Table of Contents Author Guidelines Submit a Manuscript
Evidence-Based Complementary and Alternative Medicine
Volume 2013 (2013), Article ID 924128, 14 pages
Research Article

Ursolic-Acid-Enriched Herba Cynomorii Extract Protects against Oxidant Injury in H9c2 Cells and Rat Myocardium by Increasing Mitochondrial ATP Generation Capacity and Enhancing Cellular Glutathione Redox Cycling, Possibly through Mitochondrial Uncoupling

Division of Life Science, Hong Kong University of Science & Technology, Clear Water Bay, Hong Kong

Received 2 January 2013; Accepted 11 March 2013

Academic Editor: Tanawan Kummalue

Copyright © 2013 Jihang Chen and Kam Ming Ko. This is an open access article distributed under the Creative Commons Attribution License, which permits unrestricted use, distribution, and reproduction in any medium, provided the original work is properly cited.

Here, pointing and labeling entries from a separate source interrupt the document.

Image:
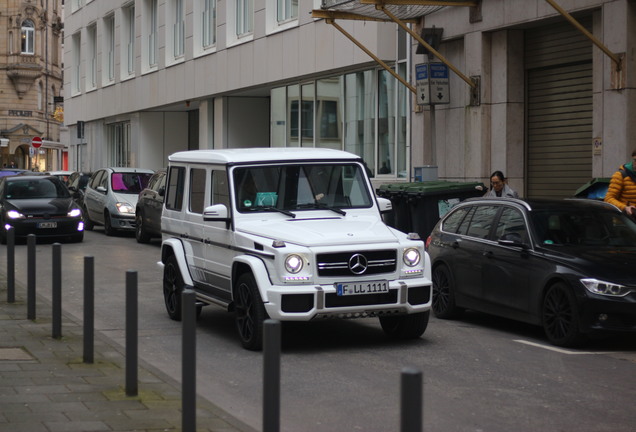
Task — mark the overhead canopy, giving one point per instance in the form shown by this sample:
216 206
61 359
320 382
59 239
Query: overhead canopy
403 10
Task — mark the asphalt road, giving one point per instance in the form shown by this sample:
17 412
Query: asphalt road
480 374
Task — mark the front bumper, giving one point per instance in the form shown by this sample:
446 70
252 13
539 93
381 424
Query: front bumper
64 227
307 302
609 314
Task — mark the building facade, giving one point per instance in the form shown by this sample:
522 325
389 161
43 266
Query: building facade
146 78
31 93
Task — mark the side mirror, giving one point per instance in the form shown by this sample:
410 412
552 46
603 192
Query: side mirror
216 213
385 205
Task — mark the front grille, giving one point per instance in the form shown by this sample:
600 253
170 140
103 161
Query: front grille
338 264
334 300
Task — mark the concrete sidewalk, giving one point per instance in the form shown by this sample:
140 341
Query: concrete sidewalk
46 386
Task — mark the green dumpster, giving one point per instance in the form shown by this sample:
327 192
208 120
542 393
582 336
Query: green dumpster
400 217
594 189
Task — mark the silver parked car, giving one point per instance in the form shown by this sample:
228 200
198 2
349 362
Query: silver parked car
111 196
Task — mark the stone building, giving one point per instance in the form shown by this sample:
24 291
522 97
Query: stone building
31 94
542 101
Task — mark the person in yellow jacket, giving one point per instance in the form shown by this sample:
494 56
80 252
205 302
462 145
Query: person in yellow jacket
622 188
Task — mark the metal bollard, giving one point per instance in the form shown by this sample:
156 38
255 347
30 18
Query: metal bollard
271 375
89 309
188 361
10 265
31 276
411 403
131 333
56 294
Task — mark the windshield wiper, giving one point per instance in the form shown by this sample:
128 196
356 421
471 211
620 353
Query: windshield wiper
322 206
285 212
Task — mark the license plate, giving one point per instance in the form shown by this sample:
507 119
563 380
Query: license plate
359 288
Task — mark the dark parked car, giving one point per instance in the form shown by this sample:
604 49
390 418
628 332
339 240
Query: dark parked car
567 265
40 205
149 205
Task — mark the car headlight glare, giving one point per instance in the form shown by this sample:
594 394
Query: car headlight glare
293 263
596 286
14 214
125 208
411 257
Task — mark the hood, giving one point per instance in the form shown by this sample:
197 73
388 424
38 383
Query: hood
612 264
39 207
320 231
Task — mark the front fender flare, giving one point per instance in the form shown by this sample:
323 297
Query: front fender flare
258 269
174 247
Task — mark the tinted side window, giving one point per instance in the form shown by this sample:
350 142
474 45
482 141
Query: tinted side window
174 194
96 179
220 190
453 220
482 220
197 190
511 226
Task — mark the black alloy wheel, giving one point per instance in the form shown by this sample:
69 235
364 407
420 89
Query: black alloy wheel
140 232
250 312
172 288
444 305
560 316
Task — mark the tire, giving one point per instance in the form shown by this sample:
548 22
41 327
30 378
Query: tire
560 317
88 223
108 227
172 288
444 306
250 312
140 233
405 326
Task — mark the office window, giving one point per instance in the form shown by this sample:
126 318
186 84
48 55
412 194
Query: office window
91 76
244 17
75 78
178 29
286 10
209 23
149 26
119 144
108 63
27 34
128 41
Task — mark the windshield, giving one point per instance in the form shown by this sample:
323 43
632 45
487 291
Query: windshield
299 187
132 183
594 227
30 189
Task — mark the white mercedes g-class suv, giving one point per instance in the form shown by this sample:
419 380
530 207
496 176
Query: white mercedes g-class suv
290 234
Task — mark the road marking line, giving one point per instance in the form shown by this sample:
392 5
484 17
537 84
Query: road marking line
559 350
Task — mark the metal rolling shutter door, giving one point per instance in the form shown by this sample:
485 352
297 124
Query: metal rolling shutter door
559 110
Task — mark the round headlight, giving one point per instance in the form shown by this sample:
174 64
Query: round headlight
293 263
411 257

Mitochondrial decay is considered to be a major contributor to aging-related diseases, including neurodegenerative diseases, cardiovascular disorders, and certain metabolic diseases. Therefore, the maintenance of mitochondrial functional capacity and antioxidant status should play an essential role in preventive health. Herba Cynomorii, which is one of the most potent “Yang-invigorating” Chinese tonic herbs, was found to increase mitochondrial ATP generation capacity (ATP-GC) in rat hearts ex vivo. In the present study, we demonstrated that HCY2, an active fraction of Herba Cynomorii, and its major ingredient ursolic acid (UA) could protect against hypoxia/reoxygenation-induced cell apoptosis in H9c2 cells in vitro and also against ischemia/reperfusion-induced injury in rat hearts ex vivo. The cardioprotection was associated with an increase in ATP-GC and an enhancement of glutathione redox cycling. The results suggest that UA may be one of the active ingredients responsible for the cardioprotection afforded by Herba Cynomorii, and this effect may be mediated, at least in part, by enhancement of mitochondrial functional capacity and antioxidant status, possibly through the induction of mitochondrial uncoupling.